- Born: Elise Constance Mourant 29 October 1921 Wellington, New Zealand
- Died: 29 April 1990 (aged 68) Royal Oak, Auckland, New Zealand
- Education: Wellington Technical College, National College of Art and Design (Dublin), Slade School of Fine Art (London), Elam School of Fine Art (London)
- Known for: Painting - landscapes

= Elise Mourant =

New Zealand artist (1921–1990)

Elise Constance Mourant (29 October 1921 – 29 April 1990) was a New Zealand artist. Works by Mourant are held in the collection of the Museum of New Zealand Te Papa Tongarewa.

== Education ==
Mourant studied at Wellington Technical College prior to World War II, alongside Thomas Arthur McCormack and Nugent Welch.

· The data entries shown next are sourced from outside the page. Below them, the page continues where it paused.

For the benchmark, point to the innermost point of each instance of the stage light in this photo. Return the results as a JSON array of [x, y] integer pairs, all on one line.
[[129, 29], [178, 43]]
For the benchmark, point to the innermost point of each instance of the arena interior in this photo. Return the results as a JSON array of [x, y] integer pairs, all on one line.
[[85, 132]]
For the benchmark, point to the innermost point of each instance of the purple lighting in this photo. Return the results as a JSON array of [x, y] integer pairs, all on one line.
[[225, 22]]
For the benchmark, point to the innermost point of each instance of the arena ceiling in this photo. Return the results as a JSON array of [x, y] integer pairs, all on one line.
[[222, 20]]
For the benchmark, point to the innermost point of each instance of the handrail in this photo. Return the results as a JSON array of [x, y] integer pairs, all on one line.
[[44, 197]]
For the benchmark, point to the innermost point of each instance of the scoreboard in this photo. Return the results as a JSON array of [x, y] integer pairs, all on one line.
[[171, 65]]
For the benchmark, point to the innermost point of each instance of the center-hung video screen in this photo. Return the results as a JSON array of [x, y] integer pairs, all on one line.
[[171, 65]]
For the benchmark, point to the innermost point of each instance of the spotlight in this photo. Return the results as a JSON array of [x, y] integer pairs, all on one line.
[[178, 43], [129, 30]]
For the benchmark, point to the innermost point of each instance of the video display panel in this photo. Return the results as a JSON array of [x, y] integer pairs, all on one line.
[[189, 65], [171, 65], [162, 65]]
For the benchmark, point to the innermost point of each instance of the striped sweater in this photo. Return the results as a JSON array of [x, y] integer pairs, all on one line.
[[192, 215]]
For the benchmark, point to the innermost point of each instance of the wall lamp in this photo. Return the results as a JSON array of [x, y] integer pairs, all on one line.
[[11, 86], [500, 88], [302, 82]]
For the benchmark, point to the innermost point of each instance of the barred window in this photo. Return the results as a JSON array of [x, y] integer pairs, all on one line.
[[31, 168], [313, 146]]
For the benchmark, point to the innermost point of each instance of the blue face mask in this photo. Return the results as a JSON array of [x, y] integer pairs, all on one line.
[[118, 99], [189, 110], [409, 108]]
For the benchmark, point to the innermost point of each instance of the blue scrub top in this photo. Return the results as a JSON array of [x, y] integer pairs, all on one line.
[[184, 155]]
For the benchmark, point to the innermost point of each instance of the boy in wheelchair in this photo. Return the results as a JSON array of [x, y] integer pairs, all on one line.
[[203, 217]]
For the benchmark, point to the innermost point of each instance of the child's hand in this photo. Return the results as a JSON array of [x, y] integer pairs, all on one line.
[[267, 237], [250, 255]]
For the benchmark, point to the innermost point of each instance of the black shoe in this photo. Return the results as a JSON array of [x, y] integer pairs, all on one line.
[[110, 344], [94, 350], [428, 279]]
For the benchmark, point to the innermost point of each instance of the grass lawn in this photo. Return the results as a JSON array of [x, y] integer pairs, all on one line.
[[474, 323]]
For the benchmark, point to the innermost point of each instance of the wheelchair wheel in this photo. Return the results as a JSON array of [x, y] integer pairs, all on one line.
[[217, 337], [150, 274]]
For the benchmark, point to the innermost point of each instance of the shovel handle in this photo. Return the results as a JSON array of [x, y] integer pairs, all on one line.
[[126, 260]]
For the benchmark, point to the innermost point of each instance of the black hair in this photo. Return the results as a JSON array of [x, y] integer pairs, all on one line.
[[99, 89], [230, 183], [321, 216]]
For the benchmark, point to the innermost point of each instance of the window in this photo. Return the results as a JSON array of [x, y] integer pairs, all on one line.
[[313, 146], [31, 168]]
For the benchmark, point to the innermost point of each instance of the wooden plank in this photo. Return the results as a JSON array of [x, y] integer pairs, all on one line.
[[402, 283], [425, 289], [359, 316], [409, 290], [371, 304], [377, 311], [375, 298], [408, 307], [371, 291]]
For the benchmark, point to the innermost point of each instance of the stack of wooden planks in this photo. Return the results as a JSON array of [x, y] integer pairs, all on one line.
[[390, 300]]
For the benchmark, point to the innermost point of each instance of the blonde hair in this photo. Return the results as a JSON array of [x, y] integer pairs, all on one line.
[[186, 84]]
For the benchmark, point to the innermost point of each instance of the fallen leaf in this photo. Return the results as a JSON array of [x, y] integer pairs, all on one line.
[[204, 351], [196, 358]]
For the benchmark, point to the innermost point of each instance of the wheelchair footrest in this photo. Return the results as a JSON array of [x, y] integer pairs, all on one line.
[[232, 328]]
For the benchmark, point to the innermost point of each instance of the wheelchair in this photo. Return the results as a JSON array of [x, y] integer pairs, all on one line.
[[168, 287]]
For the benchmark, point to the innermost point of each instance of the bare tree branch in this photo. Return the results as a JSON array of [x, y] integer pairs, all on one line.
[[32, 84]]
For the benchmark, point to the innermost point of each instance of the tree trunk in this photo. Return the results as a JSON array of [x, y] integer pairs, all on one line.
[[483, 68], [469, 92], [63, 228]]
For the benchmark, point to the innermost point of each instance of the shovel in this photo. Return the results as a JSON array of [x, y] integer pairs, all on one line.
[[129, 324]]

She studied painting at the National College of Art and Design in Dublin, the Slade School of Fine Art in London, and the Elam School of Fine Art in Auckland from 1943.

== Career ==
Mourant was known for her landscapes, still life paintings, and urban scenes. She exhibited with the Auckland Society of Arts (with solo exhibitions in 1947 and 1949) and the New Zealand Academy of Fine Arts. She also exhibited with Christchurch-based art association, The Group, in 1950. She was a member of the Rutland Group of artists, along with John Weeks, John and Charles Tole, and Ida Eise.

Works by Mourant include: Summer landscape, Auckland; Irises; Lily Lane, Melbourne, and Poppies and cistus.